You are on page 1of 6

THE REPUBLIC OF UGANDA

IN THE HIGH COURT OF UGANDA AT KAMPALA


(COMMERCIAL DIVISION)
COMPANY CAUSE NO..004.. OF 2023
IN THE MATTER OF THE INSOLVENCY ACT 2011, AS AMENDED
AND
IN THE MATTER OF COCOA UGANDA LIMITED (DEBTOR)
AND
IN THE MATTER OF A PETITION FOR INTERIM PROTECTIVE
ORDER FOR A COMPANY.
PETITION
(Under sec 119(1) of the Insolvency Act 2011, Regulation 135(3) Insolvency Regulations 2013)
The humble petition of COCOA UGANDA LIMITED (hereinafter referred to as “The
Company”) whose address for the purpose of this petition is M/S C/O F7 & Co. Advocates, P.
O. Box 1212 Lira, states as follows;

1. The petitioner is a company in Uganda limited by shares incorporated in 2004.


2. The registered office of the petitioner is Plot 15 Kampala City Centre Uganda.
3. The main objectvies for which the petitioner was established is to deal in Cocoa
growing and export.
4. The petitioner has a nominal share capital of UGX 90,000,000 divided into 100
shares each of a nominal value of UGX 9,000,000.
5. The shareholders of the company are;
a) SENIOR MULIMI with 61%,
b) TAMBULA KENYA LIMITED with 25%,
c) COCOA MULIMI with 5%,
d) TAM BULA with 5% and
e) The 4% are unallocated.
6. The assets of the petitioner include;
a) Plant and Machinery valued at USD 1,800,000.
b) Prime properties at Lower Kololo
7. That the petitioner’s liabilities total to USD 9,000,000 as of 2022 which is elaborated
as hereunder;
a) USD 500,000 is owed to trade creditors (suppliers of the company),
b) USD 2,500,000 is owed to unsecured lenders, 3 financial institutions and 3
international lenders,
c) USD 1,000,000 is owed to East Africa Development Bank Limited, which
holds a mortgage over one of the company’s prime properties in Kololo.
d) USD 4,200,000 is owed by DFCU Bank Limited which holds fixed and
floating debenture over the petitioner’s assets.
e) A tax liability of UGX 3,000,000,000 accrued over the last three years
following a URA audit in March 2023.
f) NSSF arrears of UGX 345,000,000 since 2021,
g) 4-month Salary arrears of 46 employees amounting to UGX 300,000,000.
8. That the petitioner intends to make an arrangement with all It’s creditors.
9. That the petitioner has not made any previous applications for an interim order.
10. The petitioner has the capacity to pay all the creditors but only requires time to re-
organize his business without interruption by any creditors.
11. The petitioner has appointed an insolvency practitioner willing to supervise the
proposed arrangement.
12. That granting the applicant an interim protective order is appropriate for the purpose
of facilitating the consideration and implementation of the petitioner’s proposed
arrangement.
13. That this petition is made in good faith and for the interest of justice and for the good
of the business and creditors without compromising anyone.
WHEREFORE your humble petitioner prays that;

a) This honorable court makes an interim protective order in respect of the petitioner
to allow the implementation of the proposed compromised arrangement with the
company’s creditors.
b) Costs of the petition be in the cause.

Dated at Lira this …5th..day of..July..2023.

………skiwanuka…………..

COUNSEL FOR THE PETITIONER

LODGED in the High court Registry at Kampala, this …5th.. day of ..July.. 2023.
______________________________________
DEPUTY REGISTRAR
Drawn and Filed By
Firm F7 & Co.
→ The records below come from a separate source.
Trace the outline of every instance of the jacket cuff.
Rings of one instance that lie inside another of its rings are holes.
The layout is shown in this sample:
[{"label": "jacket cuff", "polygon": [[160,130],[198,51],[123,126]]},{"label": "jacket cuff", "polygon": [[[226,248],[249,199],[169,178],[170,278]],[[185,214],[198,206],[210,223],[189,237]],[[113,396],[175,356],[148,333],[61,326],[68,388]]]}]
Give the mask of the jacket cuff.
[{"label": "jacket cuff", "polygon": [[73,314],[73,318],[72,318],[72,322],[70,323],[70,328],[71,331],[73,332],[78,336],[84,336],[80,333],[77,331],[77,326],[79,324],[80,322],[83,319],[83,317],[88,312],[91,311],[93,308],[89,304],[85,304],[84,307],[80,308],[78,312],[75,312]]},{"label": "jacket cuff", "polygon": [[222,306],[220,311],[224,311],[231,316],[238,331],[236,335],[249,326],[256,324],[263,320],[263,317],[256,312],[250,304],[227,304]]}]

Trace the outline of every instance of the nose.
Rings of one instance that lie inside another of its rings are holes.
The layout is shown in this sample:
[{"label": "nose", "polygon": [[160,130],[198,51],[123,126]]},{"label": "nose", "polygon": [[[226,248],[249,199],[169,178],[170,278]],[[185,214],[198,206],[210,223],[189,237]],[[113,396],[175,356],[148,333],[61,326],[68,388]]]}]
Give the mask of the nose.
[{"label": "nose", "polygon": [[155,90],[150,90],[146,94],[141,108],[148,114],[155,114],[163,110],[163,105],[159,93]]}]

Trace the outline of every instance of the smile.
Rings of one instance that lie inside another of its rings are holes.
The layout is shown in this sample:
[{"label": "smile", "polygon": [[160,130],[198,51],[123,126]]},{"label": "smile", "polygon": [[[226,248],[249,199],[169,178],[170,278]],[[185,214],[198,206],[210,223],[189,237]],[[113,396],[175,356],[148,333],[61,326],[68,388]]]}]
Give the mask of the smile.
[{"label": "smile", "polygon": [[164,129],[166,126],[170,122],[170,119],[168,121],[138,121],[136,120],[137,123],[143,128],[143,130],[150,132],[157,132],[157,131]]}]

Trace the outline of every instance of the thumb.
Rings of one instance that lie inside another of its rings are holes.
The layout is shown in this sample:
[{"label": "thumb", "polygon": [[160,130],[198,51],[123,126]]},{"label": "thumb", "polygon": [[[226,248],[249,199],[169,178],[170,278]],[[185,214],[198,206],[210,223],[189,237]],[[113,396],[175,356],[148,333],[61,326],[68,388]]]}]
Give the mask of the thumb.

Advocates
P. O. Box 1212 Lira.
THE REPUBLIC OF UGANDA
IN THE HIGH COURT OF UGANDA AT KAMPALA
(COMMERCIAL DIVISION)
COMPANY CAUSE NO..004.. OF 2023
IN THE MATTER OF THE INSOLVENCY ACT 2011, AS AMENDED
AND
IN THE MATTER OF COCOA UGANDA LIMITED (DEBTOR)
AND
IN THE MATTER OF A PETITION FOR INTERIM PROTECTIVE
ORDER FOR A COMPANY.

AFFIDAVIT IN SUPPORT OF THE PETITION.

I, SENIOR MULIMI of C/O M/S F 7 & Co. Advocates P. O. Box 1212, do hereby make oath
and swear that:
1. That I am a male adult Ugandan of sound mind, the Managing Director of COCOA
UGANDA LIMITED, the petitioner herein and I swear this affidavit in that capacity.
2. That the Petitioner is a company limited by shares, incorporated in Uganda on the 6 th of May
2004. (Attached hereto is a copy of the certificate of incorporation marked “A”)
3. That the registered office of the petitioner is Plot 15 Kampala City Centre Uganda. (A copy
of notification of the address of the company is hereto attached and marked “B”)
4. That the main objective of the company is Cocoa Growing and exportation from Uganda
Europe (A copy of the company memorandum of association is hereto attached and marked
“C”)
14. The Company has a nominal share capital of UGX 90,000,000 divided into 100
shares each of a nominal value of UGX 9,000,000.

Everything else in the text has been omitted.